There are a few ways to make community evaluations more effective:
- Leaders of initiatives can develop the tool to simultaneously measure outcomes and the program itself. Start with the end in mind: What is the desired outcome? And, using the ideas below, remove potential bias from the beginning.
- Evaluators can spend time with people from the community they are evaluating, allowing for more context-sensitive results. The members of the community can ensure that evaluators understand the community before deciding what data to collect. They can also act as interpreters to ensure that the data translates in a way that considers local context.
- Evaluators can go back to good, old-fashioned conversation. In the technology age, we tend to stare at screens and data, and shy away from the realities of the people we engage. Knowing the community and building relationships should be a component of program evaluation, as it encourages evaluators to become vested in the information they share.

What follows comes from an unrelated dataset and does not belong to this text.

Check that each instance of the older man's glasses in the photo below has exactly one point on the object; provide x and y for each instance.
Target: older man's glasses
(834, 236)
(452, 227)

- Evaluators should compare the mindsets and behaviors of the community before, during, and after a program. I believe this is the only way to measure the true effectiveness of a program. Observation of this kind needs to occur over time. It can be time-consuming, but it’s likely important to creating sustainable outcomes.
- When evaluators and organizations communicate results, they should do so in partnership with agents of the community and include a history of its people. This context can help minimize misinterpretation and negative consequences.
How we approach and report data can mean life or death for communities like mine. It can empower or further marginalize; it can help build or erode. As we develop and implement evaluation, we need consider the powerful effects that it can have on communities.